We advocate for a strong EU budget, providing the European Union with the necessary financial means to achieve its political ambitions, and for moving to more genuine own resources that would help steer us away from the focus on net balances, which is detrimental to European integration, rapporteur Philip von Brockdorff commented during the opinion adoption in plenary.
A Commission proposal for an adjusted set of own resources, based on corporate taxation and released on 20 June 2023, completed the three other proposals for new sources of revenue that had been presented in 2021 but have not yet been adopted by the Council: revenues from emissions trading (ETS), from the EU Carbon Border Adjustment Mechanism (CBAM) and from a share of residual profits from multinationals.
BEFIT and a global financial transaction tax
As a prerequisite to proposing an own resource based on corporate taxation, the EESC urges the Commission to develop the Business in Europe: Framework for Income Taxation (BEFIT) tool as soon as possible. The Commission should set clear aims in relation to simplifying the tax landscape and ensuring the competitiveness of existing new tax directives. In particular, the EESC highlights the need to base the BEFIT rules on harmonised definitions and standards as well as a more refined estimation of the potential additional revenues linked to implementing it.
The Committee also deems it reasonable to explore the possibility of including financial services to BEFIT or of working on a global financial transaction tax (FTT) as proposed by the European Parliament while at the same time assessing impacts of the proposal. The new tax provisions should then be combined with targeted rules aimed at devoting part of the additional expected tax revenues to EU own resources.
Go beyond CBAM
The idea behind the Carbon Border Adjustment Mechanism (CBAM), agreed between the Council and the Parliament and proposed as an own resource in 2021, was to motivate the EU's trading partners to decarbonise their production alongside the EU. Further to this, the EESC asks the Commission to consider an additional levy targeting EU companies importing products from third-country manufacturers that do not ensure proper protection of workers. This option would only be considered as long as it is compatible with WTO rules and subject to clear criteria for applying it. At the same time, the EESC calls again for some form of export relief so that EU companies can compete on third markets.

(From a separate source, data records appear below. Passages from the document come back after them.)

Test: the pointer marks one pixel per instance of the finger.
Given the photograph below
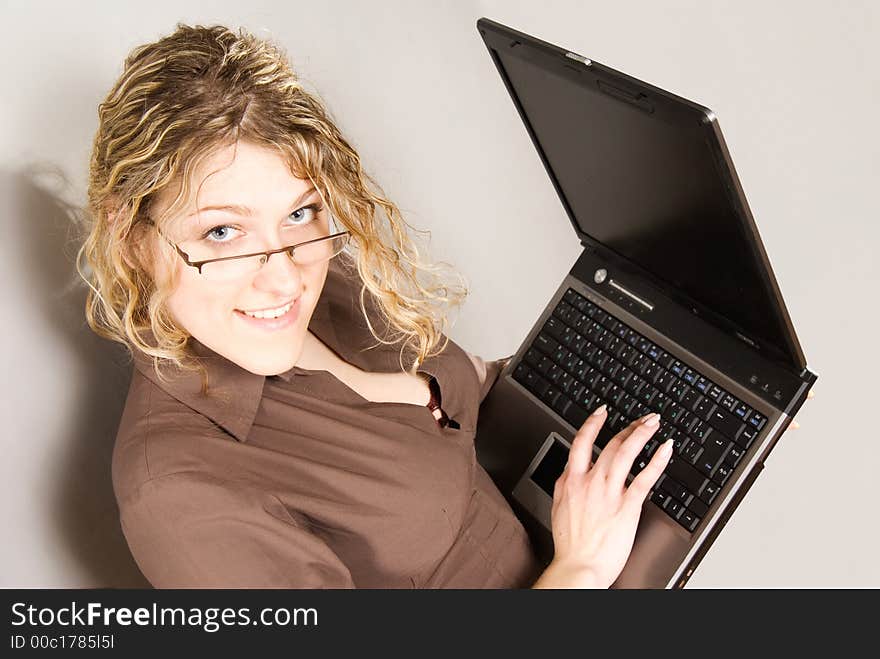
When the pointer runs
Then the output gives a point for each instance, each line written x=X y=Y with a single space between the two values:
x=606 y=456
x=582 y=447
x=630 y=449
x=640 y=486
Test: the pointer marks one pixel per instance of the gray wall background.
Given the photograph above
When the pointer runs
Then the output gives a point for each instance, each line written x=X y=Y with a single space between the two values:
x=411 y=84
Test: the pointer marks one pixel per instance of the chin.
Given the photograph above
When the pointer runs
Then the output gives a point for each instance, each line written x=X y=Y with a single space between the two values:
x=272 y=364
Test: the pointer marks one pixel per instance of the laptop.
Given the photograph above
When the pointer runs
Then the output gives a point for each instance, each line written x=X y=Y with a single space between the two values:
x=671 y=307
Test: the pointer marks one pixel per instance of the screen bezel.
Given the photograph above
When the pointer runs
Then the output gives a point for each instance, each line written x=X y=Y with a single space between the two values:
x=668 y=107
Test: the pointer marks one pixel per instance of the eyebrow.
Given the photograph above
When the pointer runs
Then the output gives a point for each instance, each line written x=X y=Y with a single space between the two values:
x=244 y=210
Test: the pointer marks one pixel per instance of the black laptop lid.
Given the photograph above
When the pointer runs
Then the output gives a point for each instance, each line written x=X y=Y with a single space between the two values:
x=645 y=174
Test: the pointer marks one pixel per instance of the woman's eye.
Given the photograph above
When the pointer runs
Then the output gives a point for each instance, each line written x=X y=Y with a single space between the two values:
x=216 y=234
x=305 y=214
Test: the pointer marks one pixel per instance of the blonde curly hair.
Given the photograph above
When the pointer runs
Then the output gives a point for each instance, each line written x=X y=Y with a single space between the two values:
x=178 y=100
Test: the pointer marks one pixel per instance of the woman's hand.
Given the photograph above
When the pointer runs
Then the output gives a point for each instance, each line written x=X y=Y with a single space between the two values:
x=594 y=516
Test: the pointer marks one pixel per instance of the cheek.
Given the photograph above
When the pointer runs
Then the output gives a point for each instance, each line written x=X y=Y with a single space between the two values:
x=197 y=305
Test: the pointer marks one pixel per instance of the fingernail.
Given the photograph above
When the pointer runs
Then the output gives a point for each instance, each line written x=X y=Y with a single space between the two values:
x=652 y=419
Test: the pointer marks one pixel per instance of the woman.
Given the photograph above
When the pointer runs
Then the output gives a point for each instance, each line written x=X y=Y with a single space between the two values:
x=296 y=416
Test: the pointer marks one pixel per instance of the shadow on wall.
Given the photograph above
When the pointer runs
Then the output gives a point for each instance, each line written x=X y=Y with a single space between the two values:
x=86 y=517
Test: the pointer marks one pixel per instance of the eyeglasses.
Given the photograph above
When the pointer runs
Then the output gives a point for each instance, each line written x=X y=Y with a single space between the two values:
x=229 y=268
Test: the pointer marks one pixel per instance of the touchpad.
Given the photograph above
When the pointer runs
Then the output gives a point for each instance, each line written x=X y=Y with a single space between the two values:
x=535 y=488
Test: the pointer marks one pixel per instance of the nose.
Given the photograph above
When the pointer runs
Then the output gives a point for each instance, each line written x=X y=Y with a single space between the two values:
x=280 y=276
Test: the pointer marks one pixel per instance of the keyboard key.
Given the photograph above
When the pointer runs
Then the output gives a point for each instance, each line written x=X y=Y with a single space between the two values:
x=722 y=473
x=545 y=343
x=665 y=360
x=678 y=469
x=746 y=437
x=725 y=423
x=660 y=497
x=734 y=455
x=665 y=382
x=742 y=411
x=709 y=492
x=678 y=391
x=704 y=408
x=533 y=356
x=554 y=327
x=691 y=452
x=687 y=422
x=576 y=415
x=757 y=421
x=698 y=507
x=562 y=404
x=550 y=395
x=701 y=431
x=662 y=402
x=688 y=520
x=674 y=508
x=674 y=488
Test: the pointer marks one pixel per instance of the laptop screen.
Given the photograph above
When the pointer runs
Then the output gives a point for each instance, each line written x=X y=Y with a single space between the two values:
x=649 y=188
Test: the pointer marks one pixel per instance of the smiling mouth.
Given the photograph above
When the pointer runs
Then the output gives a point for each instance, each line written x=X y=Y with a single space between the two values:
x=269 y=313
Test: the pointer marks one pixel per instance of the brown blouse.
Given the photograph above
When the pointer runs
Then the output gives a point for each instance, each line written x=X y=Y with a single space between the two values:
x=297 y=481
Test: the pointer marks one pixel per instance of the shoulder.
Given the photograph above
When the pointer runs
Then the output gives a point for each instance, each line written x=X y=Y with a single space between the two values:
x=158 y=435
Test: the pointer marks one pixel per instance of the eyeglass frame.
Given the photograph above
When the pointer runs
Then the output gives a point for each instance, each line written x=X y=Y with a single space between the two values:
x=291 y=248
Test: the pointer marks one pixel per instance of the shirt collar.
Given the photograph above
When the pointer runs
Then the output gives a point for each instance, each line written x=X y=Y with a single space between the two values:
x=234 y=393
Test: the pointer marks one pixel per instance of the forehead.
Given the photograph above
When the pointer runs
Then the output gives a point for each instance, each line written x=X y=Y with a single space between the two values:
x=241 y=174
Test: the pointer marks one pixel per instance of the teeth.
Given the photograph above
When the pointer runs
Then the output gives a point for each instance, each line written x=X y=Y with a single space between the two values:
x=269 y=313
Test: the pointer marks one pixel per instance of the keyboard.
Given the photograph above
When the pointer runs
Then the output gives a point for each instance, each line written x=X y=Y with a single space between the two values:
x=584 y=357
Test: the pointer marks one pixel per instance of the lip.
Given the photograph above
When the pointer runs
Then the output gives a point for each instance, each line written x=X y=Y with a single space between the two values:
x=273 y=324
x=277 y=306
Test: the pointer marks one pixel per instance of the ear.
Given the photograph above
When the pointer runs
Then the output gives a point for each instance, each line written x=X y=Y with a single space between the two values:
x=137 y=247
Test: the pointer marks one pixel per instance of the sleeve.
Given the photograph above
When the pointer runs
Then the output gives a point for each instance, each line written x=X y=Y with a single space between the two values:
x=488 y=372
x=190 y=530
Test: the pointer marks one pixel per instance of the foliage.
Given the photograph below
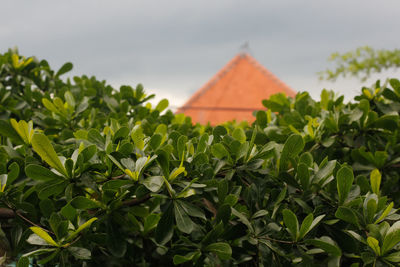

Finally, pursuant to the OECD/G20 Inclusive Framework, whereby a standstill and withdrawal period concerning digital taxes had been agreed on, the EESC is of the view that an EU-wide tax on digital transactions to increase own resources could potentially be considered. However, this would only apply in the event that the agreed rules of the OECD/G20 Inclusive Framework are not respected by other major trading partners.
The proposal the Commission presented on 20 June does not take up the EESC's proposals. Because BEFIT still needs to be developed, the package proposes a new temporary statistical own resource based on company profits. In addition, the Commission also proposes to adjust the own resources proposals based on the Emissions Trading System (ETS) and CBAM compared to the original proposals from December 2021.